Aos Mestres, com carinho!

Aos Mestres, com carinho!
Drummond, Vinícius, Bandeira, Quintana e Mendes Campos

sexta-feira, 19 de abril de 2019

Via Crúcis: do Imaculado Coração de Maria à Caixa Econômica Federal, por Itárcio Ferreira



A internet é como aqueles antigos álbuns de fotografia, nos faz reviver o passado. Às vezes as lembranças são boas, outras, pesadelos.

Dia desses encontrei no YouTube a música "O homem de Nazaré", interpretada por Antônio Marcos.

A música me lembrou o tempo, terrível, em que estudei no Colégio Imaculado Coração de Maria, em Olinda, dos 12 aos 14 anos. 

Terrível porque naquela época, 1974/1976, eu era o cara mais tímido do mundo, de uma timidez doentia: eu era depressivo e não sabia. Só vim descobrir minha depressão aos 23 anos.

Imaginem uma pessoa, em sua essencial, alegre, brincalhão, criativo, aprisionado no corpo de um pré-adolescente, ainda por cima deficiente físico, que mal conseguia dar bom aos amigos, quando na verdade tinha vontade de abraça-los, sorri, brincar, beijar.

Não cometi suicídio por sorte, pois que nunca sofri bullying, ao contrário, apesar de super retraído e calado, haviam pessoas que gostavam de mim.

No Imaculado lembro de André, um garoto um ano mais novo do que eu, cabelos loiros, que no recreio sempre ficava em minha companhia. Para o meu azar, seu pai foi transferido, a trabalho, para o Rio de Janeiro, e eu fiquei sem amigos. Obrigado, André.

Havia também uma menina, Ana Paula Giffoni, linda, que gostava muito de mim e eu dela. Sempre conversávamos, e a companhia dela me fez atravessar aquele inferno com um pouco mais de alegria. Obrigado, Ana.

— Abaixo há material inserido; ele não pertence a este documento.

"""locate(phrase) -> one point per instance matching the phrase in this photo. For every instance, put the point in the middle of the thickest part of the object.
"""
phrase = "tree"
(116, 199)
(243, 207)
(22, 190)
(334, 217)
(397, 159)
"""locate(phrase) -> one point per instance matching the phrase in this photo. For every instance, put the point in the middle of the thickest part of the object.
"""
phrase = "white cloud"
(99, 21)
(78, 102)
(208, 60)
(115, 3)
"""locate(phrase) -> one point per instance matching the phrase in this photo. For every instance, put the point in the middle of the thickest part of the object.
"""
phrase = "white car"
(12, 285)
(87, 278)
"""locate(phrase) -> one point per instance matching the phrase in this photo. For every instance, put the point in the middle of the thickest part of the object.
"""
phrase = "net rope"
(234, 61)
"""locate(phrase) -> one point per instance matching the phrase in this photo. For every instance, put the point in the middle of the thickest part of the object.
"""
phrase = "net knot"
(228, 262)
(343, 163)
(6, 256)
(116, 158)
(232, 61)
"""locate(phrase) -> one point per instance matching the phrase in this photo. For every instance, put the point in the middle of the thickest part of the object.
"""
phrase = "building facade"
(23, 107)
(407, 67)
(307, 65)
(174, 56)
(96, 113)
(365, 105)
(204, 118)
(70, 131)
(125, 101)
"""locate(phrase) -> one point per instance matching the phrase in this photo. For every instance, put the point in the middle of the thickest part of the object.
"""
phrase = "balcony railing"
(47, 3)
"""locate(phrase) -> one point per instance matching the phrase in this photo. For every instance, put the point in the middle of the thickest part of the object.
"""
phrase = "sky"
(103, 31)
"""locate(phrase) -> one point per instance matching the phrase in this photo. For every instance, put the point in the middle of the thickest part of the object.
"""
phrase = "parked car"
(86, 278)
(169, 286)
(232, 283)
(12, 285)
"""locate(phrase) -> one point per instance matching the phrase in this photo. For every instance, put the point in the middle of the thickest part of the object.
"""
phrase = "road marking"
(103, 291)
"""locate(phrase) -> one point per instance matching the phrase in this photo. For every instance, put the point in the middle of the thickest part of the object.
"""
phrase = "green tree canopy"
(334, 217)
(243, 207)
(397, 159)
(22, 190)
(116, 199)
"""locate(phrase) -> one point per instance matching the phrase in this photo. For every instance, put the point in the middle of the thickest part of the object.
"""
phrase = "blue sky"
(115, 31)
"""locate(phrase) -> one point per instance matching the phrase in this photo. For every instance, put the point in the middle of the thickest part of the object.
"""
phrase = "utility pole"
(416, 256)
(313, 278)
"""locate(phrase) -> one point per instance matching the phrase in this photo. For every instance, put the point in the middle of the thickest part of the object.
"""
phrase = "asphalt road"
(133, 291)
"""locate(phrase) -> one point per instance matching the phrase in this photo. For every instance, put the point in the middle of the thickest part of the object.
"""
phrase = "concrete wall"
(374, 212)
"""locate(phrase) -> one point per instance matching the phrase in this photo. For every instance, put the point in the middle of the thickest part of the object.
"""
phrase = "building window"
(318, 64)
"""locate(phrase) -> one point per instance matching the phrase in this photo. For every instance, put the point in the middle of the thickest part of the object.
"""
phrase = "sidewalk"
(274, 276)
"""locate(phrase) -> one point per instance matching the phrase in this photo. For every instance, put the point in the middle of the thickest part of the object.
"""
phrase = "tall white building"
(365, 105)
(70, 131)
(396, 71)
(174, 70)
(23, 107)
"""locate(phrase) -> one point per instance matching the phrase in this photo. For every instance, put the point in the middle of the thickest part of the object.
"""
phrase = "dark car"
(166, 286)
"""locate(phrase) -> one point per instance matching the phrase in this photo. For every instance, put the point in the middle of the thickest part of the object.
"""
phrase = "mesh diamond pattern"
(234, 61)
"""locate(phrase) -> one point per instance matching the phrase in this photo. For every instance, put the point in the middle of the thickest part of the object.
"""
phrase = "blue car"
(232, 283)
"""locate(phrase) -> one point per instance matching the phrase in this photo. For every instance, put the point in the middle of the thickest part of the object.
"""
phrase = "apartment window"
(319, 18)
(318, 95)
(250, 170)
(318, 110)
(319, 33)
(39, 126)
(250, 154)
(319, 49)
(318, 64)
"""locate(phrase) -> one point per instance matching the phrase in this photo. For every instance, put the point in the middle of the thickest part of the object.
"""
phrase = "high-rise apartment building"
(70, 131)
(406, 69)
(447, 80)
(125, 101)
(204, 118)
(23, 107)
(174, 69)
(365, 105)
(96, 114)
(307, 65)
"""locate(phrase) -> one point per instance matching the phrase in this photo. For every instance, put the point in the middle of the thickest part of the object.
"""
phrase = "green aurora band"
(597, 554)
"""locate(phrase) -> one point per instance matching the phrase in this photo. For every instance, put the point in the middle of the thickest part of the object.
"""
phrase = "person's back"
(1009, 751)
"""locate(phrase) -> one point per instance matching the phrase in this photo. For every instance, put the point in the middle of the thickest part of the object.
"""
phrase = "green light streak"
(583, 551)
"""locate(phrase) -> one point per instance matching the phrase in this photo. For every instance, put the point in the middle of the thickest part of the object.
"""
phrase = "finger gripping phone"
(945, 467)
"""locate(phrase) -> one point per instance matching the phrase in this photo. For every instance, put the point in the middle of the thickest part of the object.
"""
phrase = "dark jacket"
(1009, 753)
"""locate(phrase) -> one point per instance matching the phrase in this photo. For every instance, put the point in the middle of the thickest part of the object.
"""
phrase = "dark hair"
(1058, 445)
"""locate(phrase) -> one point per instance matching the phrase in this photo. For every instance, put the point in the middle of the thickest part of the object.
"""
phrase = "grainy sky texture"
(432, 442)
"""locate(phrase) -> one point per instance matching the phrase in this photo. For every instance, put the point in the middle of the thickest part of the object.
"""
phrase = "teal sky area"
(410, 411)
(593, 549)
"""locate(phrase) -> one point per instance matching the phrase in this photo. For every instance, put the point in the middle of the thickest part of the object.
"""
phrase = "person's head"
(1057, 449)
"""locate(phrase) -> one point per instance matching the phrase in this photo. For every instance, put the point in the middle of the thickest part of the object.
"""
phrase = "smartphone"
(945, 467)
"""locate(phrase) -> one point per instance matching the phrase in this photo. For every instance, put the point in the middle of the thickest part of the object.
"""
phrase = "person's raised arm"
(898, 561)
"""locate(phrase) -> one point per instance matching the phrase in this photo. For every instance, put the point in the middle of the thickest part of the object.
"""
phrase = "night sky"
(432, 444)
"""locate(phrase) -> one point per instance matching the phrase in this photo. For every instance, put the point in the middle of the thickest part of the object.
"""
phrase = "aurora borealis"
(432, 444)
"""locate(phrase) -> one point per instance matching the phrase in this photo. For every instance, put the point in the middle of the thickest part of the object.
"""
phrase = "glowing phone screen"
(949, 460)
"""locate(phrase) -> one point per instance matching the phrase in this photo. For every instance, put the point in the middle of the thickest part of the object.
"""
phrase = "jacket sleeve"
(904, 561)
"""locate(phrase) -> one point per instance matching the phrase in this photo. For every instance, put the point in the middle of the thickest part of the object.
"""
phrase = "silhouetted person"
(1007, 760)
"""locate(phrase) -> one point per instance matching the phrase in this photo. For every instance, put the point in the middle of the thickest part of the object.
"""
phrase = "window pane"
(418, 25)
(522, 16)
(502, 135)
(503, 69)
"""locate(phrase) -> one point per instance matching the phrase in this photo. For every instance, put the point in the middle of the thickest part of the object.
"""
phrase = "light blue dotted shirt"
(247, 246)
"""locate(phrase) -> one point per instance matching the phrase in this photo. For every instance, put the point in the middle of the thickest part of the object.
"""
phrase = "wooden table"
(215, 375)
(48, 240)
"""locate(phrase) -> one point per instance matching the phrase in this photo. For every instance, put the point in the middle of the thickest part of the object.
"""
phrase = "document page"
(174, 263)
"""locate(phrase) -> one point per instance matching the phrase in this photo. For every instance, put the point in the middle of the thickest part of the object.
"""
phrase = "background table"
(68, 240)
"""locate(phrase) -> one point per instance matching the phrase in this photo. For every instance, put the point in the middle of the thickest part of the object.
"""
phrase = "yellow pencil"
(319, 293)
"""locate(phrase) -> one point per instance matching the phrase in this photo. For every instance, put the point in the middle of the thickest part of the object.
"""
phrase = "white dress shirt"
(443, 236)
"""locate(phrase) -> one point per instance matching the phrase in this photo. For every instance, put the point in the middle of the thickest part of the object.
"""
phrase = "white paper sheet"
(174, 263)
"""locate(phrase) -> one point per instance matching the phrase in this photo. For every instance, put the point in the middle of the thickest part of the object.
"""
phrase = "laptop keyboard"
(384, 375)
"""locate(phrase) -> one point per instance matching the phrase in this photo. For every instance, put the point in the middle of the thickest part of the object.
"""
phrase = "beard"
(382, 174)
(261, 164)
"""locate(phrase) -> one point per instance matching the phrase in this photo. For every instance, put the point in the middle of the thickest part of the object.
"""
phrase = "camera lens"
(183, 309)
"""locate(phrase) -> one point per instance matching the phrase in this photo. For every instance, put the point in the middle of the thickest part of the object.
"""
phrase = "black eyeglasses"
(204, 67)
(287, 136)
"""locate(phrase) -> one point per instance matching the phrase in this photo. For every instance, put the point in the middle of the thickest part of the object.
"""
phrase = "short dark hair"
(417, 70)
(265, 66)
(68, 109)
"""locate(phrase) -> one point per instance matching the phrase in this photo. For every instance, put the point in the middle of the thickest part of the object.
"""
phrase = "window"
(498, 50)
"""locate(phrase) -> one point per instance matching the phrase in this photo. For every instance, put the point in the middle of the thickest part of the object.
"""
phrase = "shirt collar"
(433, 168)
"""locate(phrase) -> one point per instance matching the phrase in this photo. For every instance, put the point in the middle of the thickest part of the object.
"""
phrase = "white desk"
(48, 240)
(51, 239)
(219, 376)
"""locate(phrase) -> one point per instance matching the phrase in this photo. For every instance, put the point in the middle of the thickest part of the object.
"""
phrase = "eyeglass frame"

Havia, ainda, uma outra menina, Ana Virgínia, por quem sempre fui apaixonado, mas, claro, ela nunca soube de minha paixão, nem que eu a achava a menina mais linda do mundo.

Ah Antônio Marcos, era boa a lembrança da tua voz na canção "O homem de Nazaré", sempre tocada nas aulas de religião. Obrigado.

Aqueles tempos foram tão terríveis quantos os anos que passei trabalhando na Caixa Econômica Federal, na agência Marcos Freire, também em Olinda, entre novembro de 1989 a março de 1995. 

Dali, ao contrário do Imaculado - André, Ana Paula, Ana Virgínia, Antônio Marcos - não consigo ter nenhuma lembrança agradável.

Contratado para trabalhar seis horas diária, trabalhávamos dez, sem direito a horas extras ou folgas. 

Trabalhávamos por pressão, - hoje assédio moral - tudo tinha um horário limite: passar por telefone as aplicações do overnight; consertar os erros do sistema, na conta acerto, antes da agência abrir; etc.

Tudo sob pena de arcar financeiramente com os erros ou a demora em realizar procedimentos, o que, claro, pois sou humano e não máquina, vez por outra acontecia, e o desconto era feito no mesmo dia na minha conta corrente.

Óbvio que diante de tanto abuso a minha depressão voltou com força total. Vivia, e trabalhava, com a ajuda de medicamentos e uma grande dose de álcool.

Quem leu "Cartas na rua", de Charles Bukowski, sabe do que estou falando. E lá, na Caixa, não havia a voz de Antônio Marcos para me acalmar. Triste.